Definitions and a Simple Example
A surrogate key is a key (the type doesn’t really matter) with no business meaning that is used to uniquely identify a record in a table. A natural key, on the other hand, DOES have a business meaning. Let’s look at an example.
public class Country
{
public int CountryId { get; set; }
public string Abbreviation { get; set; }
public string Name { get; set; }
}
In the above example, Country.CountryId is a primary key (obviously) that has no business meaning. Its only purpose is to identify a country record. Hence, CountryId is a surrogate key.
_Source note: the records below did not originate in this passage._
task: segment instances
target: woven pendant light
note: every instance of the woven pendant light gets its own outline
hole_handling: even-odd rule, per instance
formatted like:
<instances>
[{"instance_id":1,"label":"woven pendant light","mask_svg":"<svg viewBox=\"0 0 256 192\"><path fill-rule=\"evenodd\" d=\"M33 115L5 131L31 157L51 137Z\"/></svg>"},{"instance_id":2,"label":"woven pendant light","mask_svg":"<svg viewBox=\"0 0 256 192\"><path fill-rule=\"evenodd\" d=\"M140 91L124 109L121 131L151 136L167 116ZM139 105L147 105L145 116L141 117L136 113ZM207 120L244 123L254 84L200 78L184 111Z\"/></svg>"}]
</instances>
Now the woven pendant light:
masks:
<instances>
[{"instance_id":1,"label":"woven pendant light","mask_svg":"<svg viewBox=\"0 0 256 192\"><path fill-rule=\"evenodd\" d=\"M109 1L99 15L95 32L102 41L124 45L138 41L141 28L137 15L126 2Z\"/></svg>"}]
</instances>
Now let’s look at the same entity rewritten to use the natural key:
[Index(nameof(Name), IsUnique = true)]
public class Country
{
public int CountryId { get; set; }
public string Abbreviation { get; set; }
public string Name { get; set; }
}
Wait, something is not right. Why CountryId is still there? For the sake of the demonstration, imagine that it’s there because Country entity already exists in the system and you don’t want to refactor the rest of the system to remove it right now (often it’s not an option). But then if the Country entity already exists in the system in it’s original form, why would we even consider introducing a natural key?
To answer that question, let’s introduce a NEW Guest entity:
public class Guest
{
public int GuestId { get; private set; }
// TODO: need to reference country
}
Later we need to reference a Country. As a quick win we could add a CountryId property to Guest entity (using a surrogate key reference). We’ve probably all configured Entity Framework to work this way, so I will skip the configuration code for this. Instead, let us follow up on this and add a new requirement by saying that the corresponding UI needs to list the guest information including country of origin (e.g. for the invoicing purposes). That means our backend code would look somewhat like this:
dbContext.Guests.Include(g => Country);
or we could use projection with AutoMapper:
dbContext.Guests.ProjectTo<GuestDto>()
It doesn’t matter which option you choose. The underlying T-SQL query generated by Entity Framework will still include the JOIN Country statement. But that is only the case when we are using surrogate keys! Let us redesign the Guest entity to directly reference Country via a unique, natural key:
public class Guest
{
// ...
public string CountryName { get; private set; }
// ...
}
No additional JOIN statement is not needed for the query above. The country name is simply part of the Guest entity. Before we run it we need to configure EF to handle this new relationship accordingly:
// EntityTypeBuilder<Guest> entity
entity
.HasOne<Country>()
.WithMany()
.HasForeignKey(g => g.CountryName)
.HasPrincipalKey(c => c.Name)
// EntityTypeBuilder<Country> entity
entity
.HasIndex(c => c.Name)
.IsUnique();
Does Using Natural Keys Affect Performance?
In general, no. I do not expect that the performance will ever be an issue, but it can happen in certain circumstances. You should approach this choice the same way when choosing an ORM over raw SQL or relational database over NoSQL.
When to Absolutely Avoid Using Natural Keys?
You have to be aware that natural keys are ‘owned’ by a business. Should it ever require renaming them, you’re gonna go bald in an instant from the stress (records in the parent AND the child tables will have to be updated). Remember that there is NEVER a guarantee that the choices you make will prove bulletproof over time. Even the Country example above isn’t immune to changes say as Turkey recently changing its name to Türkiye.